What Are Securities?
Securities are investment instruments that are issued by corporations, governments, and other organizations to give evidence of debt or equity, excluding life insurance policies and fixed annuities. Some examples of securities are stocks, bonds, U.S. Treasury notes, interests in profit-sharing agreements, shares of royalties or leases of mineral and other mining rights, certificates of deposit, and collateral trust certificates. Each of these instruments has a physical, monetary value that can increase or decrease depending on market trends and economic indicators.
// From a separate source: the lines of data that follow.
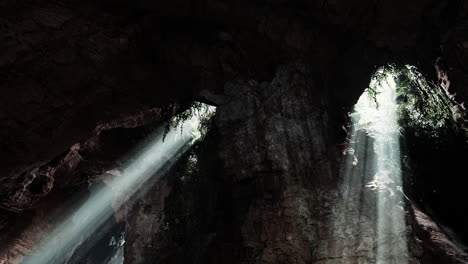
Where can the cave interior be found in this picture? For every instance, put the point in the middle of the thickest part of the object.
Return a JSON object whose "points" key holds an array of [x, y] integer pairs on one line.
{"points": [[228, 132]]}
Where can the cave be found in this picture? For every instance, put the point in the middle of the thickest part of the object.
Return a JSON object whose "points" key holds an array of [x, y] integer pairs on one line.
{"points": [[228, 132]]}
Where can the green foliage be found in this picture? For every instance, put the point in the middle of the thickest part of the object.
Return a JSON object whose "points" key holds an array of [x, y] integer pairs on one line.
{"points": [[203, 111], [424, 108]]}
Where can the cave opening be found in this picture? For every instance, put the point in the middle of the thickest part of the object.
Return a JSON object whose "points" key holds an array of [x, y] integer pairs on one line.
{"points": [[91, 232], [397, 119]]}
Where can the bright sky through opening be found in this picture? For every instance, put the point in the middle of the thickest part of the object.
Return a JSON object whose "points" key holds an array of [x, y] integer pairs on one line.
{"points": [[60, 244]]}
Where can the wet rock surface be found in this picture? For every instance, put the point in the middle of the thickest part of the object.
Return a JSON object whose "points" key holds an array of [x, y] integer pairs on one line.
{"points": [[269, 191]]}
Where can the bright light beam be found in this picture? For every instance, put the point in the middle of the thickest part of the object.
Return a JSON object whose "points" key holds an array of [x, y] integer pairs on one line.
{"points": [[61, 243], [379, 117], [371, 194]]}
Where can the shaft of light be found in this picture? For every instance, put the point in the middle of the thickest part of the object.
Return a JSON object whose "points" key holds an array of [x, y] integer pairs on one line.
{"points": [[381, 121], [59, 245], [370, 217]]}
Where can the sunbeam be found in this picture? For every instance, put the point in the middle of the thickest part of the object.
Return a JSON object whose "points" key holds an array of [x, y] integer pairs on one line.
{"points": [[372, 205], [59, 245]]}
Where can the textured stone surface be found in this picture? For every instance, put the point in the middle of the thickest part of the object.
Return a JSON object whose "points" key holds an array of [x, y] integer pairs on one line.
{"points": [[69, 69]]}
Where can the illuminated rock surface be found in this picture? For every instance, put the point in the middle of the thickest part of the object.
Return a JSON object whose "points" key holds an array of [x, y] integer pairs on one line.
{"points": [[82, 82]]}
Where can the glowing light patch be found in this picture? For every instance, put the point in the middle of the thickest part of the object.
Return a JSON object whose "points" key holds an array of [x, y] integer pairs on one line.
{"points": [[60, 244], [372, 180]]}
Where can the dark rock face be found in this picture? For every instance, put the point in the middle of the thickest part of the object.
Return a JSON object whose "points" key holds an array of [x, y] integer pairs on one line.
{"points": [[84, 71]]}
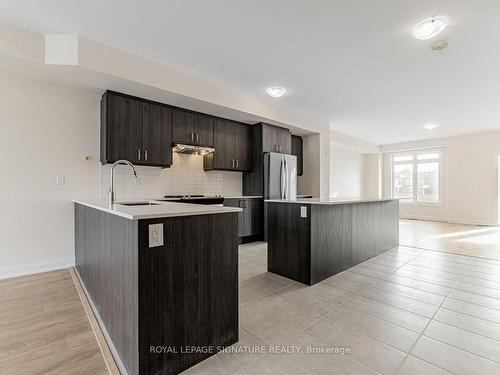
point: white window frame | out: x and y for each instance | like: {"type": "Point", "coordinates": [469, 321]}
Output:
{"type": "Point", "coordinates": [415, 163]}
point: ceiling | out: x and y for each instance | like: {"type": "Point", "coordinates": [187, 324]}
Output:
{"type": "Point", "coordinates": [353, 63]}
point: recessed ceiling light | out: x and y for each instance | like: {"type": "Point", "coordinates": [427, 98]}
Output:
{"type": "Point", "coordinates": [430, 126]}
{"type": "Point", "coordinates": [276, 92]}
{"type": "Point", "coordinates": [430, 28]}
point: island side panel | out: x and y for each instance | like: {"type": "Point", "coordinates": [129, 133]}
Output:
{"type": "Point", "coordinates": [331, 240]}
{"type": "Point", "coordinates": [345, 235]}
{"type": "Point", "coordinates": [375, 228]}
{"type": "Point", "coordinates": [188, 290]}
{"type": "Point", "coordinates": [106, 262]}
{"type": "Point", "coordinates": [288, 248]}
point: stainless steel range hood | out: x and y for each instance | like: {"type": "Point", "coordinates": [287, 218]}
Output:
{"type": "Point", "coordinates": [192, 150]}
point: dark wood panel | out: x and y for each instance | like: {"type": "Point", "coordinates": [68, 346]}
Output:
{"type": "Point", "coordinates": [204, 130]}
{"type": "Point", "coordinates": [298, 151]}
{"type": "Point", "coordinates": [331, 240]}
{"type": "Point", "coordinates": [269, 138]}
{"type": "Point", "coordinates": [256, 207]}
{"type": "Point", "coordinates": [289, 247]}
{"type": "Point", "coordinates": [243, 146]}
{"type": "Point", "coordinates": [341, 236]}
{"type": "Point", "coordinates": [188, 290]}
{"type": "Point", "coordinates": [253, 181]}
{"type": "Point", "coordinates": [284, 140]}
{"type": "Point", "coordinates": [157, 135]}
{"type": "Point", "coordinates": [237, 202]}
{"type": "Point", "coordinates": [109, 272]}
{"type": "Point", "coordinates": [183, 126]}
{"type": "Point", "coordinates": [223, 156]}
{"type": "Point", "coordinates": [124, 129]}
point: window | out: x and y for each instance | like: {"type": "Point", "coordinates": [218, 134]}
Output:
{"type": "Point", "coordinates": [416, 176]}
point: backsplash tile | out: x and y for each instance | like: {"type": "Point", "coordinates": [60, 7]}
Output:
{"type": "Point", "coordinates": [186, 176]}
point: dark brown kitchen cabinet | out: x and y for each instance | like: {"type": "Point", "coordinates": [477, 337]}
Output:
{"type": "Point", "coordinates": [135, 130]}
{"type": "Point", "coordinates": [250, 219]}
{"type": "Point", "coordinates": [233, 147]}
{"type": "Point", "coordinates": [193, 128]}
{"type": "Point", "coordinates": [276, 139]}
{"type": "Point", "coordinates": [156, 135]}
{"type": "Point", "coordinates": [297, 150]}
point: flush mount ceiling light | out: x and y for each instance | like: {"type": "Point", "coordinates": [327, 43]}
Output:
{"type": "Point", "coordinates": [439, 46]}
{"type": "Point", "coordinates": [430, 28]}
{"type": "Point", "coordinates": [276, 92]}
{"type": "Point", "coordinates": [430, 126]}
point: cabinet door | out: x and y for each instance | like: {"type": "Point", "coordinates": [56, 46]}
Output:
{"type": "Point", "coordinates": [157, 135]}
{"type": "Point", "coordinates": [223, 144]}
{"type": "Point", "coordinates": [256, 216]}
{"type": "Point", "coordinates": [297, 150]}
{"type": "Point", "coordinates": [269, 138]}
{"type": "Point", "coordinates": [284, 140]}
{"type": "Point", "coordinates": [243, 147]}
{"type": "Point", "coordinates": [203, 130]}
{"type": "Point", "coordinates": [235, 202]}
{"type": "Point", "coordinates": [123, 128]}
{"type": "Point", "coordinates": [183, 126]}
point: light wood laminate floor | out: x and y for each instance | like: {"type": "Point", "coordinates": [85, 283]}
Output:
{"type": "Point", "coordinates": [406, 311]}
{"type": "Point", "coordinates": [44, 328]}
{"type": "Point", "coordinates": [473, 240]}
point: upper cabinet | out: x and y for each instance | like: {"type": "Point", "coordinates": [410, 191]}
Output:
{"type": "Point", "coordinates": [276, 139]}
{"type": "Point", "coordinates": [136, 130]}
{"type": "Point", "coordinates": [192, 128]}
{"type": "Point", "coordinates": [297, 150]}
{"type": "Point", "coordinates": [233, 147]}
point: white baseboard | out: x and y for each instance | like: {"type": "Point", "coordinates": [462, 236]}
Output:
{"type": "Point", "coordinates": [30, 269]}
{"type": "Point", "coordinates": [447, 220]}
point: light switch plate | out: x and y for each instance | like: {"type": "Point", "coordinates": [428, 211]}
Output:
{"type": "Point", "coordinates": [155, 235]}
{"type": "Point", "coordinates": [303, 211]}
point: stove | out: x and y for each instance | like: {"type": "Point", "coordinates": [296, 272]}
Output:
{"type": "Point", "coordinates": [195, 199]}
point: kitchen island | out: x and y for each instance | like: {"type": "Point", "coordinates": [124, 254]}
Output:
{"type": "Point", "coordinates": [312, 239]}
{"type": "Point", "coordinates": [162, 279]}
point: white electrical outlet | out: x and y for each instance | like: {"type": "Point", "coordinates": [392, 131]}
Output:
{"type": "Point", "coordinates": [155, 235]}
{"type": "Point", "coordinates": [303, 211]}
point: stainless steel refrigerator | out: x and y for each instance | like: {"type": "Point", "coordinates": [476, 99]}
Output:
{"type": "Point", "coordinates": [280, 176]}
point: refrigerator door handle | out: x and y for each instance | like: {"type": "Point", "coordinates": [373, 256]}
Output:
{"type": "Point", "coordinates": [282, 179]}
{"type": "Point", "coordinates": [286, 177]}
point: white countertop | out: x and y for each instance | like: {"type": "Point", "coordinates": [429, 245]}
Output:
{"type": "Point", "coordinates": [331, 201]}
{"type": "Point", "coordinates": [243, 197]}
{"type": "Point", "coordinates": [162, 209]}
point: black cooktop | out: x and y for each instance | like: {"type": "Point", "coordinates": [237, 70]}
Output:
{"type": "Point", "coordinates": [196, 198]}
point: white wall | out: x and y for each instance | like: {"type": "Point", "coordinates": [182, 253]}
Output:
{"type": "Point", "coordinates": [372, 175]}
{"type": "Point", "coordinates": [470, 178]}
{"type": "Point", "coordinates": [45, 131]}
{"type": "Point", "coordinates": [346, 176]}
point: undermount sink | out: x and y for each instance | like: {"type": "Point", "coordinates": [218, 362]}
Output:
{"type": "Point", "coordinates": [138, 204]}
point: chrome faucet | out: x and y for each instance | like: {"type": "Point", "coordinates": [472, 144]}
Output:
{"type": "Point", "coordinates": [111, 194]}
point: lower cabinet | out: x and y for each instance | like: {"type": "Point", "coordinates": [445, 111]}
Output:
{"type": "Point", "coordinates": [250, 220]}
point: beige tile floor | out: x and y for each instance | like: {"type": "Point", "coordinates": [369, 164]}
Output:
{"type": "Point", "coordinates": [480, 241]}
{"type": "Point", "coordinates": [407, 311]}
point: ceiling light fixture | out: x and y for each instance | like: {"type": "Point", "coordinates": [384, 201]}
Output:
{"type": "Point", "coordinates": [276, 92]}
{"type": "Point", "coordinates": [439, 46]}
{"type": "Point", "coordinates": [430, 126]}
{"type": "Point", "coordinates": [430, 28]}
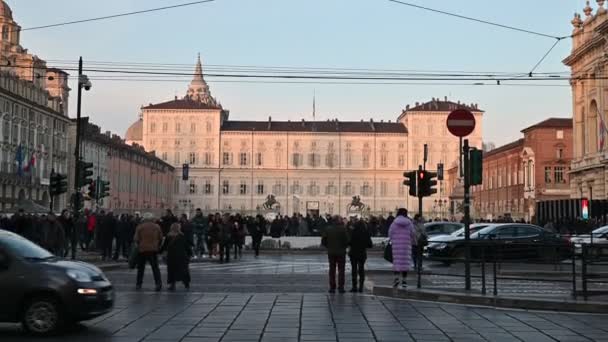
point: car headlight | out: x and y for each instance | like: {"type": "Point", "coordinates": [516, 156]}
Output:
{"type": "Point", "coordinates": [79, 276]}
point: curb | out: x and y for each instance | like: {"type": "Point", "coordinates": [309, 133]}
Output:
{"type": "Point", "coordinates": [498, 301]}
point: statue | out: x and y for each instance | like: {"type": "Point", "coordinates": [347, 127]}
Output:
{"type": "Point", "coordinates": [356, 204]}
{"type": "Point", "coordinates": [271, 202]}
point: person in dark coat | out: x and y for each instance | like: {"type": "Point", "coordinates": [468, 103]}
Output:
{"type": "Point", "coordinates": [360, 241]}
{"type": "Point", "coordinates": [179, 251]}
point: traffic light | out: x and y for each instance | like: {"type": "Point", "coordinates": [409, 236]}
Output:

Where Does Equities Trading Take Place?
Typically, equities trading is done through the major national stock exchanges, such as the New York Stock Exchange. Other large international markets are the London Stock Exchange, which is mainly for the European market, and the Tokyo Stock Exchange, which is the main Asian and Oceanic market. Each stock exchange has its own particular market makers, which limit volatility (price fluctuations) by purchasing and selling the shares of particular companies on behalf of their clients and themselves.
How Does It Work?
Equity trading is done electronically, with buying and selling orders matched by computer, by almost every exchange worldwide. Owners of the securities can trade equities, or agents, or brokers, may handle them for short-term profit or longer-term investment. Agents are paid commissions. Money is made or lost when the spread, or difference, varies from the original price of the security as determined by market makers. Equities can be traded as a combination of stocks and options, called arbitrage, or stocks can be bought to capture their dividends.
Equities trading is a complicated system of generating income used worldwide. Equity traders are highly trained to be experts in their fields and make high commissions for their services. This intricate system of valuing and devaluing securities is one of the financial arteries that speeds growth and development.